Groups not in the list sort last, alphabetically.

Database connection

web/lib/db.ts resolves a pg pool from BENCH_DB_* env vars (host, port, name, user, password, SSL mode, CA bundle). Production connects as the read-only bench_read role over verify-full TLS against the RDS CA bundle in BENCH_DB_CA (Node's trust store does not include the Amazon RDS roots, so this is required). The pool is a single process-wide instance cached on globalThis with a 5-minute idle timeout — long enough to survive the keep-warm cron's ping gap so idle requests don't pay a fresh TLS+auth connect.

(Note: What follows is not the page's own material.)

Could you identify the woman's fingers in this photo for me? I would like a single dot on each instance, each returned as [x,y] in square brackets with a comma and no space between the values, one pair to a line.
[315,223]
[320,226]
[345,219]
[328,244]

bench_read uses a static password rather than RDS IAM auth because the Vercel runtime has no AWS credentials to mint an IAM token, and RDS rds_iam membership disables password auth. The CI roles (migrator, bench_ingest) do use IAM tokens — see deploy-and-infra.md.

v3 — the Rust read model (context)

vortex-bench-server is the generation v4 replaced. It is worth understanding because v4 inherited its data shapes and its "precompute the hot path" philosophy. Full detail in ../../server/ARCHITECTURE.md.

  • Storage: a local DuckDB file. Ingest (POST /api/ingest) applies an envelope in one transaction, then schedules a background rebuild of an in-memory, immutable read generation.
  • Materialized hot path: at ingest time the server precomputes the JSON for the landing page, every group, and the latest-100 shards (8 charts each), each stored as identity/gzip/brotli bytes with an ETag. The landing page is then served as precomputed bytes — zero SQL, zero serialization, zero per-request compression. A handful of superseded generations are retained so in-flight page reloads can still resolve their versioned shard URLs.
  • Fallback: non-default ?n= windows run through a generation-versioned, single-flight query cache, bounded by a small read-concurrency semaphore.
  • Frontend: SSR (maud) + a single thin hydration script (server/static/chart-init.js) — no WASM, no SPA framework. The client lazy- loads shards, warms full history in the background, and does LTTB downsampling to ~500 visible points for the current viewport width (which the server can't know). Pan/zoom rebuild in place from the cached payload rather than refetching.
  • Admin: a separate loopback-only listener (enforced at startup) exposes read-only SQL and Vortex-format table snapshots, gated by a distinct bearer token from ingest.

v4 keeps the same wire shapes and the same default-window-is-hot instinct, but swaps the bespoke in-memory read model + EC2 host for Vercel's CDN + Next.js Data Cache + managed Postgres, so there is no server process to operate.